Ребровский привык уже к тому, что его порою узнают на улице или в магазине, показывают на него кивком головы, пальцем, иные здоровались, заговаривали. И сейчас, стоя здесь, в ателье, оглядывая людей, ловя их взгляды, он от нечего делать занялся приятной для себя статистикой: тут, в очереди, человек, наверное, десять… или нет, двенадцать. И не меньше четырех его безусловно узнали. Значит, одна треть. Если перенести это в масштабы города, получится, что его знают в лицо примерно сто тысяч. А по радио, по телевидению?.. А в других городах?.. Он несколько произвольно довел цифру до полумиллиона, потом увеличил до семисот тысяч — и успокоился… Очередь продвинулась на одного. Слева, где получали вещи из чистки, разговаривали повышенными голосами о каких-то неустраненных или неустранимых пятнах, и Ребровскому пришло в голову, что хорошо бы в этой мастерской повесить лозунг: «И на солнце бывают пятна». Ему понравилось собственное остроумие, он рассмеялся вслух, обвел глазами мастерскую. Хотелось, чтобы кто-нибудь понимающе ему улыбнулся, пусть одними глазами. Но все были заняты своим делом: ждали, пришивали, громко говорили, выписывали бумажки.

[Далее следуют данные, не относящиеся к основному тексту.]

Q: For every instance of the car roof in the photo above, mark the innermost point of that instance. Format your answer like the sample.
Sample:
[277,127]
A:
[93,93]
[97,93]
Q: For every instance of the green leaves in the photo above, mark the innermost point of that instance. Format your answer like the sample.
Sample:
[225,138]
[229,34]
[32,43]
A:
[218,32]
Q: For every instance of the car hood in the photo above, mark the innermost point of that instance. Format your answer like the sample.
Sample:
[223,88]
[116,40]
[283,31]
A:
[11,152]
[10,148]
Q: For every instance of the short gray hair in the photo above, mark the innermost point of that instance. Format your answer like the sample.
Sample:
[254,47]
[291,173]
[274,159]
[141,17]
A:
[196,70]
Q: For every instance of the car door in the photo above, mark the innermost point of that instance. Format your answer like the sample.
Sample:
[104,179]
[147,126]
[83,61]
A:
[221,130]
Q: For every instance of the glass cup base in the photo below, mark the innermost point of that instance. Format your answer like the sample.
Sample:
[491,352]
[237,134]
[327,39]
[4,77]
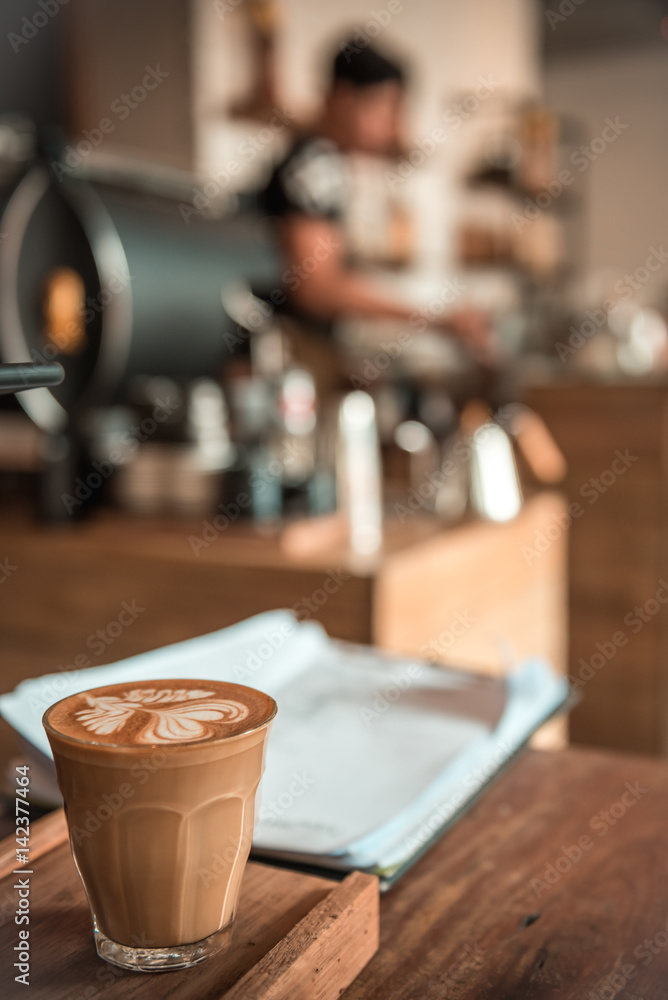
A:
[165,959]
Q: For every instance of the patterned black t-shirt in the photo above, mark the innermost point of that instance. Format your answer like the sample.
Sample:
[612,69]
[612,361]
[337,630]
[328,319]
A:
[310,180]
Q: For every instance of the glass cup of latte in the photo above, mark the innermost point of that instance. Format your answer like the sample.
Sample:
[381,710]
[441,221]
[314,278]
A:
[159,780]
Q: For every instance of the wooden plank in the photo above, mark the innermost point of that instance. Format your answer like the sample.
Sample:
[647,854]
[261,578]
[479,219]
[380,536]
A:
[468,922]
[333,942]
[472,598]
[307,936]
[618,553]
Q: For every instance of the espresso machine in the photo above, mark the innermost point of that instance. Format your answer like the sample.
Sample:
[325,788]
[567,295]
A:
[106,277]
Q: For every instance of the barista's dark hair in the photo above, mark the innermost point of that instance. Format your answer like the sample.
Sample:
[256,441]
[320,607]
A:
[361,65]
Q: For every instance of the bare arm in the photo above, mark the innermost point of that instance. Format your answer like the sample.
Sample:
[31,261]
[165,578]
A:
[323,285]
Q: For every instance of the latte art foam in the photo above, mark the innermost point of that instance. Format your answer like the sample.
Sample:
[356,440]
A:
[163,712]
[171,715]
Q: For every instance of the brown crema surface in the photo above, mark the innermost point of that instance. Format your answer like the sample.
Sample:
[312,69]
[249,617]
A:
[164,712]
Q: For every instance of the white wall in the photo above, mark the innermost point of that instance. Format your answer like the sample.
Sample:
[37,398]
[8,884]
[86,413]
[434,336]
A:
[626,188]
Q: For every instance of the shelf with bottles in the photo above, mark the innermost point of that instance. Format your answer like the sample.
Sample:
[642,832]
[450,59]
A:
[521,198]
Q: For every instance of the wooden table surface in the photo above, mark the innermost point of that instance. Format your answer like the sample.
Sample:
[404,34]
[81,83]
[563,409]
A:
[469,921]
[555,885]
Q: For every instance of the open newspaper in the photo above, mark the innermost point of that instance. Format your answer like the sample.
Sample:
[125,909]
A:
[370,757]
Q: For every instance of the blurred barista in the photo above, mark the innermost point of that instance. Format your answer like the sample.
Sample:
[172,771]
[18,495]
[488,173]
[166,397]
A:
[307,196]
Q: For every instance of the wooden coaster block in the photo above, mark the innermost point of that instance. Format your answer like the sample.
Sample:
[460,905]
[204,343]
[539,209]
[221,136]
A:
[296,937]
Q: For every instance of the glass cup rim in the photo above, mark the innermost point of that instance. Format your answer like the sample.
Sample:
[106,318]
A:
[183,744]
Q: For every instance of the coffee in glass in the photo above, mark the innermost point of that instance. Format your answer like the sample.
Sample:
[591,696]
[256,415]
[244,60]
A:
[159,779]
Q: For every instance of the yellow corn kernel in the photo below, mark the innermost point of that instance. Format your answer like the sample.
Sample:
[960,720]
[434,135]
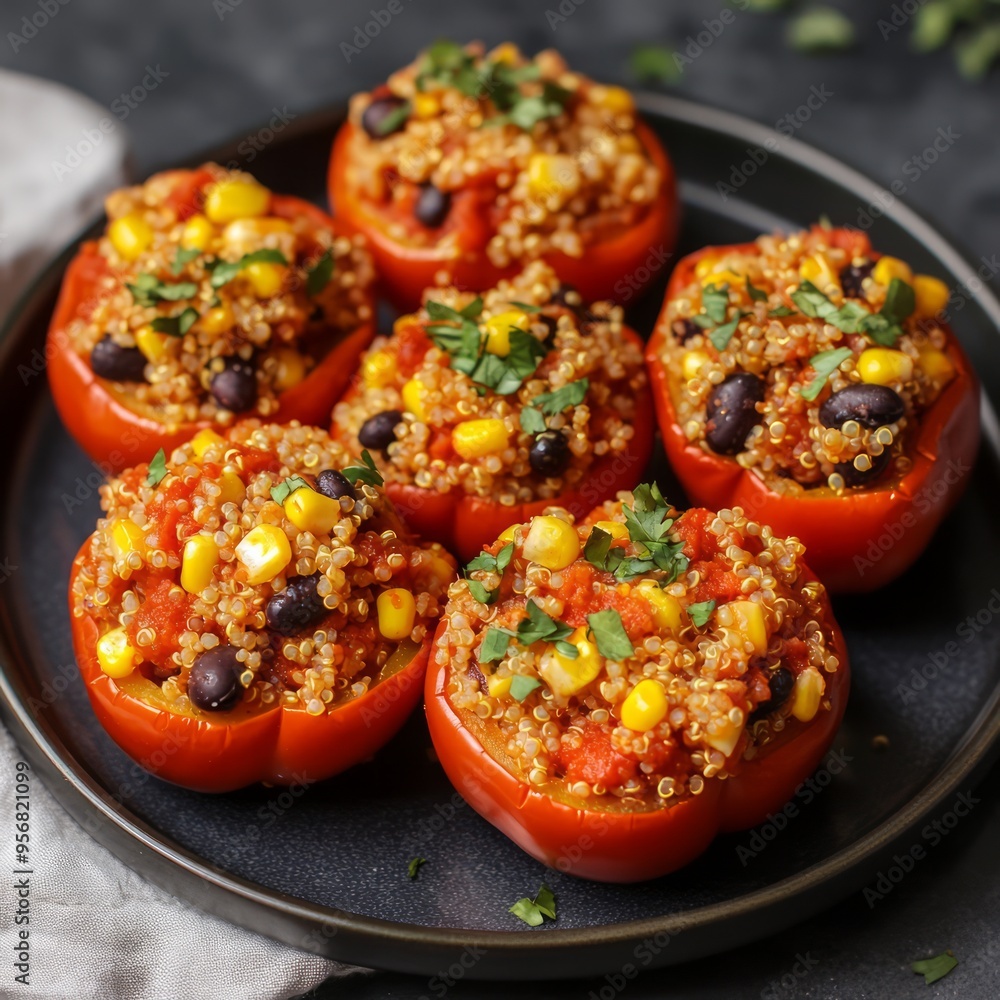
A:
[645,706]
[807,693]
[312,511]
[197,233]
[414,393]
[883,366]
[705,265]
[378,370]
[264,552]
[614,528]
[130,235]
[816,269]
[154,346]
[666,609]
[237,200]
[553,175]
[551,542]
[887,268]
[931,294]
[748,620]
[198,562]
[499,687]
[720,278]
[425,105]
[233,490]
[617,100]
[566,676]
[266,278]
[217,320]
[936,365]
[127,536]
[397,612]
[498,330]
[475,438]
[692,362]
[291,369]
[204,440]
[116,655]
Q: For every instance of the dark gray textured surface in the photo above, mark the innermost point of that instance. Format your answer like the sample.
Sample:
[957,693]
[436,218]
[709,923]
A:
[226,76]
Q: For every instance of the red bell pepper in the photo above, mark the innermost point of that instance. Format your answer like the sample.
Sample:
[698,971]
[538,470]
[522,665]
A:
[865,537]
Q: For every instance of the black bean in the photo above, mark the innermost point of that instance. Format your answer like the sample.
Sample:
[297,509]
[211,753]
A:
[235,387]
[685,329]
[373,119]
[334,484]
[120,364]
[214,681]
[432,206]
[855,477]
[380,431]
[870,405]
[549,453]
[731,412]
[781,682]
[296,607]
[852,276]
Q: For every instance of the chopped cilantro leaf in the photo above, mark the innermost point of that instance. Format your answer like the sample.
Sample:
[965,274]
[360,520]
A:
[824,365]
[157,468]
[701,612]
[521,686]
[176,326]
[612,640]
[367,472]
[319,275]
[284,489]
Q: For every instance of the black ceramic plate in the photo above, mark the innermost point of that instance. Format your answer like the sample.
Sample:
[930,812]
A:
[325,868]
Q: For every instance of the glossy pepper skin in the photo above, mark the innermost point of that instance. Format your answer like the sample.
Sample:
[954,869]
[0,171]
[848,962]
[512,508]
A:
[407,269]
[464,524]
[223,751]
[115,436]
[612,845]
[841,533]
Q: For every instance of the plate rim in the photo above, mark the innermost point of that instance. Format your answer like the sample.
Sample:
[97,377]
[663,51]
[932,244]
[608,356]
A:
[968,760]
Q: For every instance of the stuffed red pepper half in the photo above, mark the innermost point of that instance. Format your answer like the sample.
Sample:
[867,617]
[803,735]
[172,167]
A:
[207,297]
[468,164]
[486,410]
[250,608]
[611,694]
[813,382]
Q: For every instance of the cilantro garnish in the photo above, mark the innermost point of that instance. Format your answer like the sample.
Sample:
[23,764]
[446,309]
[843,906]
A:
[284,489]
[224,271]
[612,640]
[367,472]
[147,290]
[157,468]
[182,258]
[176,326]
[933,969]
[534,911]
[551,403]
[319,275]
[701,612]
[521,686]
[824,365]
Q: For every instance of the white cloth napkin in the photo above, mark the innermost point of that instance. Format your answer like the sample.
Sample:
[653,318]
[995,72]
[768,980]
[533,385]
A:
[98,930]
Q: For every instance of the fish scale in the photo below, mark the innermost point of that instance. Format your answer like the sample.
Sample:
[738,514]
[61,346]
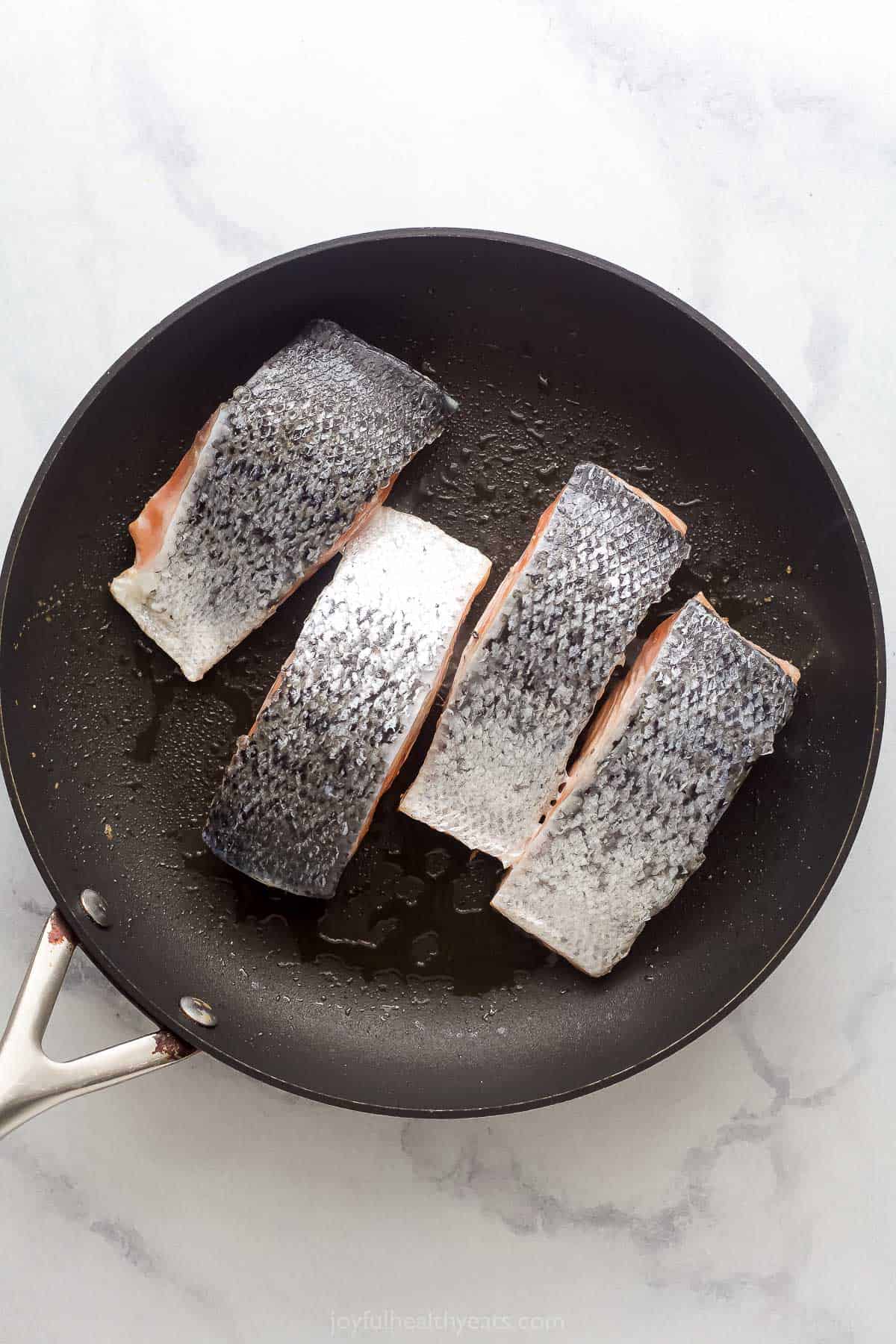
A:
[529,679]
[302,785]
[647,793]
[292,464]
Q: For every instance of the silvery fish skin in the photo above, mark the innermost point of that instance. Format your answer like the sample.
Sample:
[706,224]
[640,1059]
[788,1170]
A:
[277,480]
[301,788]
[539,660]
[667,756]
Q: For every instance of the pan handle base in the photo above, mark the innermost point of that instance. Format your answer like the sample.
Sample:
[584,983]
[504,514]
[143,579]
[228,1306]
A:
[30,1081]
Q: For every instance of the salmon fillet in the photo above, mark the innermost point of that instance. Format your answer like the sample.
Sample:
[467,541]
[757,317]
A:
[665,757]
[339,721]
[539,660]
[277,480]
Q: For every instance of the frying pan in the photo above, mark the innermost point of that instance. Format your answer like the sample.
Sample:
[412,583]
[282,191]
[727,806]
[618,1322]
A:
[408,994]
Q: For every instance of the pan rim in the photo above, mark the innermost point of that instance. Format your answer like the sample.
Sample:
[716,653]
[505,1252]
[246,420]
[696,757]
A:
[144,1001]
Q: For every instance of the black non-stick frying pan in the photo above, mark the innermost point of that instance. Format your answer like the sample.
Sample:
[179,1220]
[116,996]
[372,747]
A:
[408,994]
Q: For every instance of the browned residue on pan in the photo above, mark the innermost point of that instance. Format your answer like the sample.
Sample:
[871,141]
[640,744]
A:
[58,930]
[171,1046]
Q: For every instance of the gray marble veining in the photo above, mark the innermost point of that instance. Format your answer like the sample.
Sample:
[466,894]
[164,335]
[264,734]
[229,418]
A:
[743,159]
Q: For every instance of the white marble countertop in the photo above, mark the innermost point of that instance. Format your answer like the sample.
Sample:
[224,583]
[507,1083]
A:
[742,1189]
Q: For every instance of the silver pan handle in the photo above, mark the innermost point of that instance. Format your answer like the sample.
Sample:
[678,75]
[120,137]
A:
[30,1082]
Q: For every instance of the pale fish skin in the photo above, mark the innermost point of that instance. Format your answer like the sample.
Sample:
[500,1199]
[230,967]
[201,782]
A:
[529,680]
[665,762]
[301,788]
[276,483]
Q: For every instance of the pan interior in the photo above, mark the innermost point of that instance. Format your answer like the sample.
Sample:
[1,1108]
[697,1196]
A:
[408,992]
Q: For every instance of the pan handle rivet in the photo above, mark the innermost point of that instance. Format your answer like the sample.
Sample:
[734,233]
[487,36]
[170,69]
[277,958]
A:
[198,1011]
[93,905]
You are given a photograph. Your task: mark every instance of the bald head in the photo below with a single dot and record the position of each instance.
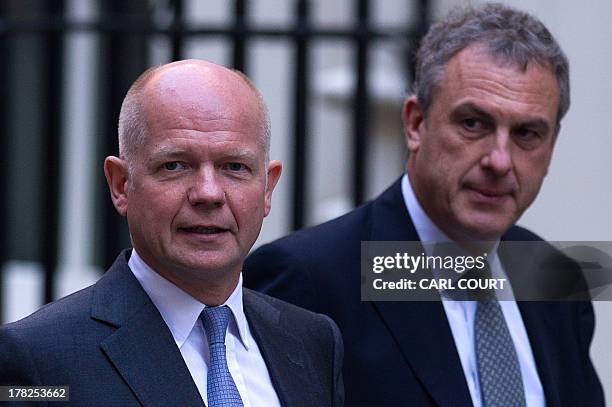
(182, 90)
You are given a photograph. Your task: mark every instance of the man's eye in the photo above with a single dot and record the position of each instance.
(527, 137)
(235, 167)
(473, 124)
(172, 166)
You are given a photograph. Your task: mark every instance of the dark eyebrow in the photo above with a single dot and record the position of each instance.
(539, 124)
(166, 153)
(470, 109)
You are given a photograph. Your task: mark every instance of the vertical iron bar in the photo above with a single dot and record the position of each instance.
(240, 21)
(361, 102)
(4, 167)
(52, 72)
(118, 73)
(178, 32)
(422, 24)
(300, 114)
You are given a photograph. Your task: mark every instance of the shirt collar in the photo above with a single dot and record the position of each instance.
(428, 231)
(180, 310)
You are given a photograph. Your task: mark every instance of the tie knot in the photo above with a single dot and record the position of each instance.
(215, 320)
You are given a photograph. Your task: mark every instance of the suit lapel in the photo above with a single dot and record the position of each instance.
(142, 348)
(540, 324)
(420, 329)
(523, 267)
(282, 352)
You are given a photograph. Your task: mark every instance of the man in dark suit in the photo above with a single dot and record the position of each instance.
(491, 89)
(169, 323)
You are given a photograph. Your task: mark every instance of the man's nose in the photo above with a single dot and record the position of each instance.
(498, 157)
(206, 189)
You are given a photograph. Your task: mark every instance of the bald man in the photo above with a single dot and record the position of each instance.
(169, 323)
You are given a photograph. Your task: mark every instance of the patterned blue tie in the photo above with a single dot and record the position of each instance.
(499, 371)
(222, 391)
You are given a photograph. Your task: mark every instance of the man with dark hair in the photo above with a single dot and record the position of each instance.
(169, 324)
(491, 88)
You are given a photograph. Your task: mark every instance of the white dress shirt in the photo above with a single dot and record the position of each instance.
(461, 314)
(181, 312)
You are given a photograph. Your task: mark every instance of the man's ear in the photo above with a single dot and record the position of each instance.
(413, 118)
(116, 172)
(274, 170)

Он пожалел, что связался с этим пальто, хотя времени было еще много. Потом снова, в который раз, взглянул на белого цыпленка за прилавком и сказал:
— Девушка, а девушка, вручите мне пока этот номерок, я начну пришивать. А то буду потом копаться тридцать лет и три года.
Он чувствовал, что говорит капризно-избалованным тоном, играя голосом, — но что особенного? Для многих приятно даже…
— Погодите вы, не лезьте, — сказал цыпленок, — видите, люди стоят, ждут. А вам спецобслуживание, что ли?
Наивно полагать, что Ребровский не был привычен к хамству, однако оно всегда заставало его врасплох, притом невооруженным. Он бы, скорей всего, промолчал: подумаешь, в конце концов, не впервой — но слишком уж резким был контраст между его тоном признанного баловня публики и ответом цыпленка. Причем и голос-то не повысила — так, вроде отмахнулась…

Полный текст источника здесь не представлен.